27th Street Galleries Must Jump Hurdles Before Reopening

by Corinna Kirsch on November 7, 2012 · 0 comments Newswire

27th street in Chelsea. I received this cell phone photo from Isaac Lyles at Derek Eller Gallery with the text message: Brutal but we're fighting through it.

27th Street is a mess. That swath of galleries—Derek Eller Gallery, Winkleman, Foxy Production, Jeff Bailey Gallery, and Wallspace—remains shuttered, each dealing with a lack of electricity, heat, and phone service.

“It will likely be weeks before we can repair the damage and reopen,” Ed Winkleman, owner of Winkleman and founder of the Moving Image Fair, told us over email. He, like others, told us that the reports that are out there don’t mete out justice to the galleries’ physical—and potentially economic—devastation. Today, he updated his blog for the first time since the hurricane, but with a notice: “Normal blogging will not likely resume any time soon, I’m afraid. Just too much work left to get things back up and running.”

For the most part, it’s hard to get in touch with these galleries: landlines ring endlessly, internet is spotty, and calls get dropped all the time. Progress is being made though; this week, the reception was a bit better and the internet started to return.

“Ideally, we’d like to open at the end of November, but it’s all very hypothetical,” Derek Eller Gallery Director Isaac Lyles told me over the phone on Tuesday. The gallery plans to reopen with a show of work by Thomas Barrow, whose exhibition was in the gallery during the flood. That work’s fine, but the majority of the gallery’s inventory, has been damaged beyond repair. Currently, the vast majority of work sits in the gallery space, waiting to dry out, but, according to Lyles, “it’s still a little humid.” He said it could take up to a year for the insurance claims to come through.
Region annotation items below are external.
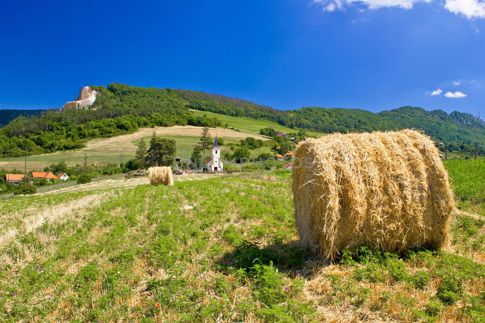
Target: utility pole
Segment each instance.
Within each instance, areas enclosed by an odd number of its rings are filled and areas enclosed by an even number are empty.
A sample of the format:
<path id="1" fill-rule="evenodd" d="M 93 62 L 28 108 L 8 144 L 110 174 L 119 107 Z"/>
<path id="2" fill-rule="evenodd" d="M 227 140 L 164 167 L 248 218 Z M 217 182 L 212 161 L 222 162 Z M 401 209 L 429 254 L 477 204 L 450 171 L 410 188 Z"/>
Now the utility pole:
<path id="1" fill-rule="evenodd" d="M 25 165 L 24 166 L 24 178 L 25 180 L 25 185 L 27 185 L 27 146 L 25 146 Z"/>

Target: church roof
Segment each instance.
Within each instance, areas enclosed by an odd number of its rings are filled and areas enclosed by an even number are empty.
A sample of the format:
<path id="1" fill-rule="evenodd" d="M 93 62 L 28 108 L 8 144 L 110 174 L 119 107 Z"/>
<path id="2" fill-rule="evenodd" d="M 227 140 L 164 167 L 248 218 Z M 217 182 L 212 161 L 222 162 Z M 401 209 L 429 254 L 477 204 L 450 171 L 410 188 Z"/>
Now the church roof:
<path id="1" fill-rule="evenodd" d="M 219 145 L 219 142 L 217 141 L 217 136 L 215 136 L 215 140 L 214 140 L 214 145 L 212 146 L 212 148 L 221 148 L 221 146 Z"/>

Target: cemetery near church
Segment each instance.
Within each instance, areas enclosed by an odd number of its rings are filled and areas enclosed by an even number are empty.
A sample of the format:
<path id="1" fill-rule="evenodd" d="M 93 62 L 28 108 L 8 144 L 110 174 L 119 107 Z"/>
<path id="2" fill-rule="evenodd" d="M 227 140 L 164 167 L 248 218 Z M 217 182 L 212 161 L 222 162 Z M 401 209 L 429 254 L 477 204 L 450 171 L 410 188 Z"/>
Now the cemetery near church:
<path id="1" fill-rule="evenodd" d="M 2 3 L 0 323 L 485 323 L 485 0 L 426 2 Z"/>

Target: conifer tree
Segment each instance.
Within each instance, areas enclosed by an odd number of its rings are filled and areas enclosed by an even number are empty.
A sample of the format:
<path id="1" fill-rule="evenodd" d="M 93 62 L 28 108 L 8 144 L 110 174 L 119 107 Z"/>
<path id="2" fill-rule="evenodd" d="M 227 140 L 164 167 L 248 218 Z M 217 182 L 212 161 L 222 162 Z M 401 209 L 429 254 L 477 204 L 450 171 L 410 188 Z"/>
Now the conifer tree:
<path id="1" fill-rule="evenodd" d="M 146 143 L 143 140 L 143 138 L 142 138 L 142 140 L 138 144 L 138 148 L 136 149 L 136 152 L 135 153 L 135 157 L 137 160 L 139 160 L 145 167 L 145 158 L 146 158 Z"/>
<path id="2" fill-rule="evenodd" d="M 204 167 L 203 163 L 206 162 L 206 149 L 210 148 L 210 134 L 209 133 L 209 128 L 207 127 L 204 127 L 202 128 L 202 132 L 200 133 L 200 140 L 199 143 L 200 144 L 200 148 L 202 149 L 202 167 Z"/>

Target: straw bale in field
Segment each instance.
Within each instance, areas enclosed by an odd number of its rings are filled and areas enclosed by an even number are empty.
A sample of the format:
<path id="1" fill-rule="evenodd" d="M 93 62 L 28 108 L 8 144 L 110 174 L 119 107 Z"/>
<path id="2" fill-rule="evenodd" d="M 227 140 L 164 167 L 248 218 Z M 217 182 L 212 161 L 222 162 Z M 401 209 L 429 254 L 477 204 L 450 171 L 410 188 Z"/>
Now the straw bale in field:
<path id="1" fill-rule="evenodd" d="M 148 169 L 150 185 L 173 185 L 172 169 L 169 167 L 150 167 Z"/>
<path id="2" fill-rule="evenodd" d="M 324 261 L 366 244 L 400 252 L 449 243 L 454 197 L 437 149 L 421 133 L 309 138 L 294 157 L 298 233 Z"/>

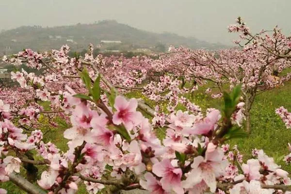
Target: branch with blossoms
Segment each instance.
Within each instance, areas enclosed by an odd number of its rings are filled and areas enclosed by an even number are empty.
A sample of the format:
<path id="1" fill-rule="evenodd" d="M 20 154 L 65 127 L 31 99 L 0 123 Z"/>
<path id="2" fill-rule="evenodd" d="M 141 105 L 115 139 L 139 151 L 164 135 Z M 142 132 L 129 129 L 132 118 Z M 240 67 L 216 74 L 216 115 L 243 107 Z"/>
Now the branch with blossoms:
<path id="1" fill-rule="evenodd" d="M 247 40 L 249 46 L 255 40 Z M 280 44 L 275 44 L 277 52 Z M 40 75 L 22 70 L 12 73 L 12 78 L 29 90 L 36 102 L 49 101 L 50 110 L 37 110 L 34 103 L 12 112 L 13 105 L 0 101 L 0 181 L 10 177 L 29 193 L 41 193 L 38 186 L 14 176 L 21 165 L 32 164 L 47 166 L 37 182 L 49 194 L 76 193 L 80 182 L 94 194 L 107 185 L 114 190 L 138 188 L 178 194 L 273 194 L 289 189 L 288 173 L 263 150 L 254 150 L 254 158 L 243 163 L 237 147 L 222 145 L 245 136 L 240 126 L 259 82 L 276 85 L 277 81 L 265 81 L 264 73 L 287 68 L 287 61 L 272 53 L 258 54 L 254 48 L 222 50 L 217 56 L 217 53 L 181 48 L 157 60 L 95 57 L 92 45 L 84 58 L 71 58 L 69 49 L 66 46 L 44 53 L 25 49 L 4 58 L 12 64 L 25 62 L 44 70 Z M 219 88 L 217 96 L 224 100 L 221 111 L 202 111 L 184 97 L 206 81 L 213 81 Z M 223 84 L 228 83 L 231 92 L 223 92 Z M 155 102 L 155 110 L 140 99 L 122 96 L 135 88 Z M 167 111 L 162 108 L 163 103 Z M 177 110 L 178 104 L 187 111 Z M 139 110 L 153 118 L 146 118 Z M 63 134 L 68 141 L 67 151 L 44 142 L 39 130 L 21 129 L 39 113 L 66 119 L 70 128 Z M 163 139 L 158 138 L 157 128 L 164 132 Z M 32 156 L 32 150 L 37 154 Z"/>
<path id="2" fill-rule="evenodd" d="M 245 178 L 243 183 L 250 181 L 249 189 L 252 189 L 253 182 L 259 183 L 261 176 L 275 172 L 269 169 L 271 166 L 274 168 L 275 164 L 270 164 L 270 167 L 260 164 L 270 163 L 264 160 L 271 160 L 262 151 L 260 152 L 261 159 L 258 157 L 256 163 L 259 166 L 255 166 L 259 176 L 257 175 L 255 179 L 248 179 L 251 176 L 245 167 L 247 164 L 242 165 L 244 175 L 237 172 L 231 177 L 226 177 L 226 171 L 222 170 L 226 170 L 230 163 L 234 164 L 225 158 L 219 146 L 226 138 L 237 137 L 241 134 L 232 129 L 235 123 L 231 119 L 236 113 L 238 107 L 241 107 L 237 105 L 239 87 L 234 88 L 230 94 L 225 93 L 224 116 L 221 121 L 220 112 L 215 109 L 209 109 L 206 116 L 181 111 L 171 113 L 167 119 L 169 123 L 166 138 L 162 144 L 148 120 L 136 111 L 136 99 L 128 101 L 112 92 L 108 94 L 109 104 L 106 105 L 101 98 L 100 76 L 93 84 L 86 70 L 81 74 L 81 77 L 88 92 L 78 94 L 67 87 L 69 93 L 65 93 L 65 101 L 72 109 L 70 112 L 72 127 L 64 133 L 64 137 L 70 140 L 69 150 L 61 154 L 54 145 L 42 142 L 41 133 L 36 131 L 33 133 L 33 137 L 38 140 L 34 145 L 30 144 L 30 141 L 25 145 L 33 145 L 32 148 L 36 149 L 44 160 L 33 162 L 23 158 L 6 156 L 2 163 L 6 175 L 10 176 L 13 172 L 19 172 L 22 162 L 46 164 L 49 168 L 42 172 L 38 183 L 50 194 L 74 192 L 81 180 L 85 181 L 88 191 L 96 193 L 104 188 L 104 185 L 113 185 L 117 189 L 140 187 L 152 192 L 158 189 L 161 193 L 174 191 L 183 194 L 192 192 L 197 188 L 221 193 L 224 192 L 219 190 L 221 181 L 234 182 L 236 177 L 240 176 Z M 60 99 L 64 98 L 62 94 Z M 3 104 L 1 110 L 9 111 L 9 106 Z M 5 122 L 8 122 L 6 125 Z M 13 126 L 7 120 L 1 124 L 4 128 L 9 126 L 6 128 L 11 129 Z M 15 131 L 21 133 L 21 130 L 13 127 Z M 27 151 L 18 146 L 24 144 L 21 143 L 25 141 L 24 138 L 16 138 L 14 147 L 9 139 L 5 140 L 6 137 L 9 138 L 15 135 L 12 130 L 2 132 L 4 135 L 1 140 L 3 140 L 4 148 L 1 153 L 4 155 L 8 154 L 10 147 L 17 152 Z M 21 136 L 20 134 L 18 136 Z M 238 159 L 239 153 L 236 150 L 235 158 Z M 231 160 L 231 154 L 228 156 Z M 106 180 L 104 177 L 107 165 L 112 169 L 110 176 L 115 180 Z M 277 169 L 277 171 L 280 172 Z M 277 174 L 273 176 L 278 176 Z M 280 176 L 278 178 L 280 178 Z M 242 187 L 240 186 L 240 189 Z M 32 188 L 33 190 L 34 187 Z M 233 189 L 229 190 L 231 193 Z M 265 189 L 259 189 L 263 191 Z M 36 190 L 33 191 L 29 192 L 35 193 L 33 192 Z"/>

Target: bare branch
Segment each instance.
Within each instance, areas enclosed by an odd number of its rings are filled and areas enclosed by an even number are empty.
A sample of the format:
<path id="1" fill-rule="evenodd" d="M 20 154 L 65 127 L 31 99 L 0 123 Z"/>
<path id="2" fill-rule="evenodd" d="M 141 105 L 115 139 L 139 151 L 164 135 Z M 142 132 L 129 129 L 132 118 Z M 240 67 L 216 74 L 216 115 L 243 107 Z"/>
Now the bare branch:
<path id="1" fill-rule="evenodd" d="M 47 192 L 14 172 L 9 175 L 10 180 L 30 194 L 46 194 Z"/>

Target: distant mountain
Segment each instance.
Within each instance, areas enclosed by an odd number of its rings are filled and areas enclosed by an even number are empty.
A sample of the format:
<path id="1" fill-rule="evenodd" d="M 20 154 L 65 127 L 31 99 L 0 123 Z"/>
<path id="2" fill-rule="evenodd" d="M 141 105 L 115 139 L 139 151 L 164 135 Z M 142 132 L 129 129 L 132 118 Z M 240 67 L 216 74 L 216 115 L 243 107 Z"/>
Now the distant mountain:
<path id="1" fill-rule="evenodd" d="M 118 45 L 107 45 L 106 49 L 111 50 L 130 50 L 141 48 L 154 50 L 161 45 L 167 48 L 171 45 L 210 49 L 227 47 L 194 37 L 187 38 L 171 33 L 151 32 L 115 20 L 103 20 L 91 24 L 49 28 L 23 26 L 2 31 L 0 33 L 0 55 L 17 52 L 28 48 L 35 50 L 56 49 L 66 44 L 72 49 L 79 51 L 87 48 L 90 43 L 97 45 L 101 40 L 122 42 Z"/>

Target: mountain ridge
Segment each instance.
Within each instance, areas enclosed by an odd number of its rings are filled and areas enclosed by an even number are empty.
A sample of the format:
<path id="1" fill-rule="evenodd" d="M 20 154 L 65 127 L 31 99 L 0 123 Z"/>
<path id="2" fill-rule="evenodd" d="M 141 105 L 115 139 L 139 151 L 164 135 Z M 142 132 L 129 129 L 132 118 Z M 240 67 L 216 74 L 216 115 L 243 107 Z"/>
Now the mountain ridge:
<path id="1" fill-rule="evenodd" d="M 119 40 L 117 49 L 154 48 L 157 45 L 183 46 L 192 48 L 214 49 L 227 48 L 221 44 L 210 43 L 194 37 L 186 37 L 171 32 L 156 33 L 138 29 L 116 20 L 102 20 L 93 24 L 81 24 L 53 27 L 24 26 L 0 32 L 0 53 L 18 51 L 29 48 L 36 50 L 57 49 L 67 44 L 74 50 L 87 48 L 89 43 L 101 40 Z M 113 47 L 114 48 L 114 47 Z"/>

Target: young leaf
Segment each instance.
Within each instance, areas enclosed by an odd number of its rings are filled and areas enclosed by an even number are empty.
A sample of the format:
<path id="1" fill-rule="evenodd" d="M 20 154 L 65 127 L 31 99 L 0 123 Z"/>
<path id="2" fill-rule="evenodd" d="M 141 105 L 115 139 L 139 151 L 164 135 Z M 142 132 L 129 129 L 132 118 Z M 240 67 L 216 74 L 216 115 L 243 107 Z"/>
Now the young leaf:
<path id="1" fill-rule="evenodd" d="M 116 94 L 114 91 L 114 89 L 112 89 L 110 91 L 110 94 L 106 93 L 108 100 L 109 101 L 109 104 L 113 108 L 114 107 L 114 103 L 115 102 L 115 98 L 116 97 Z"/>
<path id="2" fill-rule="evenodd" d="M 231 93 L 231 97 L 235 105 L 236 106 L 241 97 L 241 91 L 242 90 L 242 84 L 239 84 L 236 86 L 232 89 Z"/>
<path id="3" fill-rule="evenodd" d="M 91 93 L 91 78 L 89 76 L 89 74 L 87 72 L 87 69 L 84 68 L 82 72 L 80 73 L 80 77 L 83 81 L 84 84 L 86 86 L 86 87 L 89 90 L 90 93 Z"/>
<path id="4" fill-rule="evenodd" d="M 117 132 L 122 136 L 123 136 L 129 142 L 130 141 L 131 139 L 130 138 L 130 136 L 129 134 L 129 133 L 127 131 L 125 127 L 123 125 L 120 125 L 118 127 L 116 127 L 115 129 Z"/>
<path id="5" fill-rule="evenodd" d="M 92 93 L 91 95 L 93 97 L 93 99 L 95 100 L 98 100 L 100 98 L 100 95 L 101 94 L 101 88 L 100 88 L 100 74 L 98 75 L 92 88 Z"/>
<path id="6" fill-rule="evenodd" d="M 183 153 L 180 153 L 178 151 L 175 151 L 176 158 L 182 163 L 184 163 L 186 160 L 186 155 Z"/>
<path id="7" fill-rule="evenodd" d="M 243 131 L 240 127 L 236 127 L 231 129 L 226 134 L 225 137 L 227 139 L 243 138 L 247 137 L 248 134 Z"/>
<path id="8" fill-rule="evenodd" d="M 81 98 L 81 99 L 83 99 L 84 100 L 92 101 L 92 99 L 91 97 L 88 97 L 87 95 L 85 95 L 84 94 L 75 94 L 75 95 L 74 95 L 73 96 L 75 97 L 78 97 L 78 98 Z"/>
<path id="9" fill-rule="evenodd" d="M 225 107 L 224 110 L 225 115 L 226 117 L 229 118 L 233 112 L 232 109 L 233 108 L 233 105 L 232 103 L 232 100 L 230 97 L 230 96 L 229 96 L 228 93 L 225 92 L 224 92 L 223 97 L 225 102 Z"/>

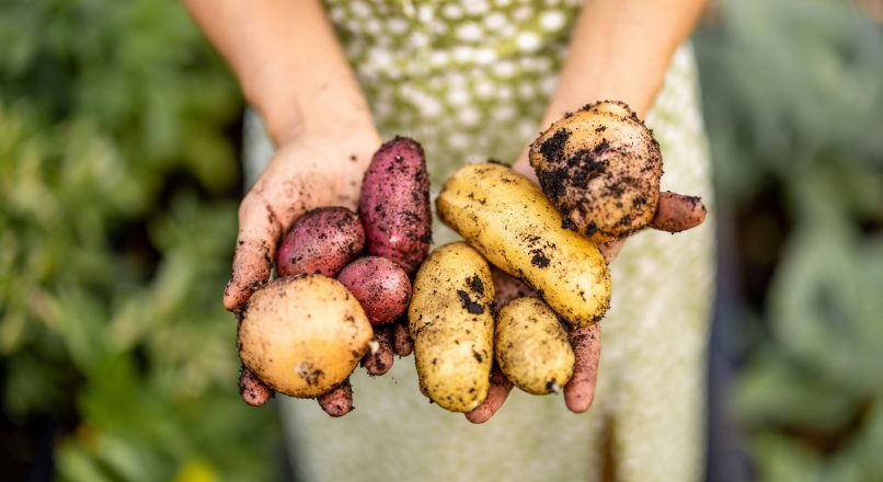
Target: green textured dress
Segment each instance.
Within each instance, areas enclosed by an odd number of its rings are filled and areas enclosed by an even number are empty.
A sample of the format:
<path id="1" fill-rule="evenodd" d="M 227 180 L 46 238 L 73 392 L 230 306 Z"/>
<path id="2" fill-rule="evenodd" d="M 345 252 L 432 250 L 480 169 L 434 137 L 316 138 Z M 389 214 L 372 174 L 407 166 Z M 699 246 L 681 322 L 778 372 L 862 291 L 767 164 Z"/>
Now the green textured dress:
<path id="1" fill-rule="evenodd" d="M 340 0 L 326 8 L 382 136 L 423 144 L 434 198 L 458 167 L 512 162 L 536 137 L 578 3 Z M 665 159 L 663 190 L 708 203 L 710 165 L 688 45 L 675 55 L 646 123 Z M 272 147 L 253 115 L 245 135 L 253 181 Z M 598 390 L 587 413 L 567 412 L 561 395 L 516 389 L 490 422 L 471 425 L 420 394 L 413 357 L 397 359 L 383 377 L 356 370 L 357 410 L 342 418 L 312 400 L 277 398 L 298 480 L 596 480 L 605 423 L 613 426 L 619 480 L 699 479 L 710 221 L 675 237 L 640 232 L 624 244 L 611 266 L 613 300 L 601 322 Z M 436 243 L 454 237 L 436 223 Z"/>

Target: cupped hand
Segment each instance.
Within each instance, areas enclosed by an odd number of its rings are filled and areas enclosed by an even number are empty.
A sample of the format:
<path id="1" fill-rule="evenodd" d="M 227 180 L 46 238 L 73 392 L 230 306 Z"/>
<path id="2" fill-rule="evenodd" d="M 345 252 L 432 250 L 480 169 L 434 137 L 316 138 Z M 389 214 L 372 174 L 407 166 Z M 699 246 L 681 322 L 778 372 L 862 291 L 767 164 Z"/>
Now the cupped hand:
<path id="1" fill-rule="evenodd" d="M 537 182 L 536 174 L 526 161 L 516 162 L 514 169 L 535 183 Z M 702 223 L 706 214 L 706 207 L 698 197 L 665 192 L 661 194 L 660 206 L 650 228 L 666 232 L 680 232 Z M 613 261 L 624 241 L 623 238 L 598 245 L 608 264 Z M 515 291 L 518 289 L 515 288 Z M 505 300 L 497 300 L 497 302 Z M 564 403 L 571 412 L 582 413 L 592 406 L 595 399 L 601 352 L 600 323 L 571 328 L 569 334 L 576 359 L 573 377 L 564 387 Z M 467 420 L 472 423 L 479 424 L 490 420 L 503 406 L 503 402 L 512 390 L 512 382 L 496 368 L 494 370 L 488 398 L 481 405 L 466 414 Z"/>
<path id="2" fill-rule="evenodd" d="M 356 208 L 362 176 L 379 146 L 374 130 L 302 134 L 279 146 L 239 207 L 233 272 L 223 290 L 227 310 L 239 311 L 270 279 L 280 237 L 303 213 L 323 206 Z M 261 405 L 273 395 L 244 367 L 239 385 L 250 405 Z M 352 398 L 352 391 L 346 395 L 339 398 Z M 348 410 L 339 405 L 352 406 L 352 399 L 331 402 L 339 402 L 333 411 L 340 414 Z"/>
<path id="3" fill-rule="evenodd" d="M 303 213 L 355 209 L 362 176 L 380 146 L 376 131 L 302 134 L 279 147 L 239 207 L 233 272 L 223 307 L 239 310 L 270 279 L 279 238 Z"/>

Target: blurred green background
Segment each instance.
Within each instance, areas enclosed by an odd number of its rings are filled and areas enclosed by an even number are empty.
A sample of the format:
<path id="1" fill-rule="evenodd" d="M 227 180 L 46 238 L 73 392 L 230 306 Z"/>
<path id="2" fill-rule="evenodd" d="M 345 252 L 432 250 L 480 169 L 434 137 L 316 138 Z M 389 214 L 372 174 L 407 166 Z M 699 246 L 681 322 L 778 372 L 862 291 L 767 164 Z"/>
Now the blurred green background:
<path id="1" fill-rule="evenodd" d="M 883 4 L 697 31 L 721 272 L 711 480 L 883 480 Z M 220 308 L 242 100 L 171 0 L 0 12 L 4 480 L 273 480 Z"/>

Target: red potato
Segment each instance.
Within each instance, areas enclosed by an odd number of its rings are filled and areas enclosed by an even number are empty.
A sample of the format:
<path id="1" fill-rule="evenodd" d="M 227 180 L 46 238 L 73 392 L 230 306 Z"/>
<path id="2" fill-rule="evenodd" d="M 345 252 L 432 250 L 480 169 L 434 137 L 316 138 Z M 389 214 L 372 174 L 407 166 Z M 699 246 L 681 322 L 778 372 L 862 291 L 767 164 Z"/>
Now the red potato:
<path id="1" fill-rule="evenodd" d="M 386 257 L 360 257 L 343 268 L 337 280 L 355 295 L 371 324 L 394 321 L 411 301 L 408 273 Z"/>
<path id="2" fill-rule="evenodd" d="M 335 276 L 365 248 L 358 215 L 345 207 L 320 207 L 295 221 L 276 253 L 279 277 L 299 274 Z"/>
<path id="3" fill-rule="evenodd" d="M 365 172 L 358 213 L 368 253 L 413 275 L 432 242 L 429 175 L 418 142 L 397 136 L 380 147 Z"/>

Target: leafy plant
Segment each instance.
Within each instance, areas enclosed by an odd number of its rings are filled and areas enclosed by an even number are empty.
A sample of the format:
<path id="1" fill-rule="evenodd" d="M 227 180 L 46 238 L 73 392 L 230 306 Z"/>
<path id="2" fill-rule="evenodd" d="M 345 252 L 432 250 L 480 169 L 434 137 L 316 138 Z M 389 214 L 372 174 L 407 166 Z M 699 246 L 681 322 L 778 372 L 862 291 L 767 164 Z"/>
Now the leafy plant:
<path id="1" fill-rule="evenodd" d="M 781 193 L 791 226 L 731 409 L 761 480 L 879 480 L 883 31 L 846 2 L 721 7 L 697 41 L 718 191 L 749 220 Z"/>
<path id="2" fill-rule="evenodd" d="M 0 41 L 4 412 L 71 428 L 60 479 L 271 477 L 219 300 L 234 82 L 172 1 L 13 1 Z"/>

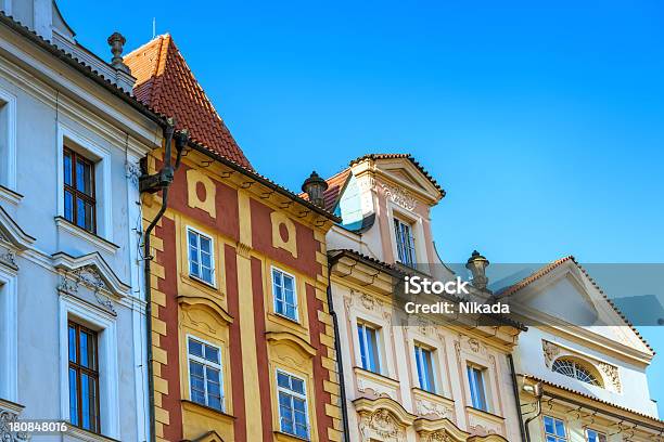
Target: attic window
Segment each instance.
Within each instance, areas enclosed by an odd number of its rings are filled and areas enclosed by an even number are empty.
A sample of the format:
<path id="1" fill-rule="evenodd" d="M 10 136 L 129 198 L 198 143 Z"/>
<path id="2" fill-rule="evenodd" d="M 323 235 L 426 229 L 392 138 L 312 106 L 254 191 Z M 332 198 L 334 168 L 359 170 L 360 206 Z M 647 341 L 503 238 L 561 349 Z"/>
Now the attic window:
<path id="1" fill-rule="evenodd" d="M 580 380 L 582 382 L 590 384 L 591 386 L 602 386 L 598 376 L 592 374 L 591 368 L 572 359 L 561 358 L 556 360 L 551 365 L 551 370 Z"/>

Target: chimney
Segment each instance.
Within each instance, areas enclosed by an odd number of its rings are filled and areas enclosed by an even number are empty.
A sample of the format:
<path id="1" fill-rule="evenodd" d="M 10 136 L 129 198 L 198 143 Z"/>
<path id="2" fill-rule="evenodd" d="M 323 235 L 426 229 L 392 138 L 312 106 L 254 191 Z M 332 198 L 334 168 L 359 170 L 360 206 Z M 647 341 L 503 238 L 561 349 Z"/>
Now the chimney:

Given the extent of the damage, some galleries may be forced to consider moving. The  27th Street dealers have particularly good reasons to desire a new location: Waterfront Realty, their management company has failed to help with even basic relief, like clearing out the remaining water, and helping to remove garbage and debris from the properties.

As of Tuesday, there were still a few inches of water left in the gallery buildings, after an initial ground swell of 5 ½ feet. Waterfront Realty failed to return our calls, or those of the gallerists.

“We might not be in the same space, “ Lyles told us seriously. “Everything’s on the table.”